The report, which was published online Sept. 1 by Environmental Science & Technology, a peer-reviewed journal of the American Chemical Society, the worlds largest scientific society, revealed higher levels of flame retardants in the foods here than similar market studies from other countries.
Polybrominated diphenyl ethers (PBDEs) used widely as flame-retardant additives in electronics and in polyurethane foam used for carpet padding, mattresses, chairs, sofas and other furniture have been detected in humans across the globe, but scientists are not certain how they are getting there.
Our paper is the first U.S. market basket food survey for brominated flame retardants, says the studys lead author Arnold Schecter, M.D., M.P.H., an environmental health expert at the University of Texas School of Public Health in Dallas.

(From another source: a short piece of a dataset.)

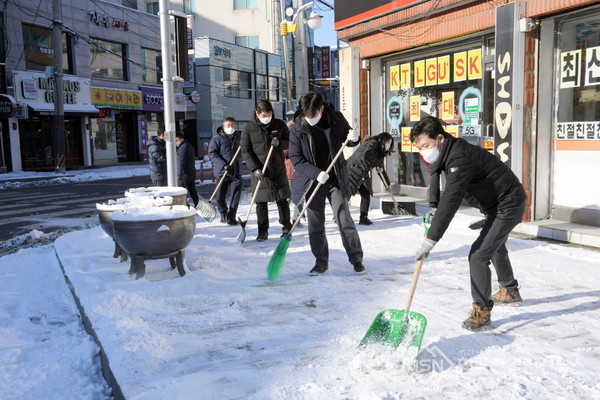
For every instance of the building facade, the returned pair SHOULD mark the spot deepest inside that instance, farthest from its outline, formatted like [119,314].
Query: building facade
[112,83]
[519,78]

Schecter and his coworkers tested 32 food samples from three major supermarket chains in Dallas. We found PBDE contamination in all food containing animal fats, Schecter says, with the highest levels in fish, followed by meat and then dairy products. PBDEs are most soluble in fats, so they tend to accumulate in animal and human tissues.
Only two other similar market basket studies have been done in Spain and Japan and the U.S. levels were higher than both, according to the Texas study.
The Spanish study reported an upper level of 340 parts per trillion (ppt), while the most contaminated sample in the Texas study was a salmon filet with a concentration of more than 3,000 ppt. Likewise, the median concentration of PBDEs in meat from Dallas supermarkets was more than twice the maximum levels in meat from both the Spanish and Japanese surveys.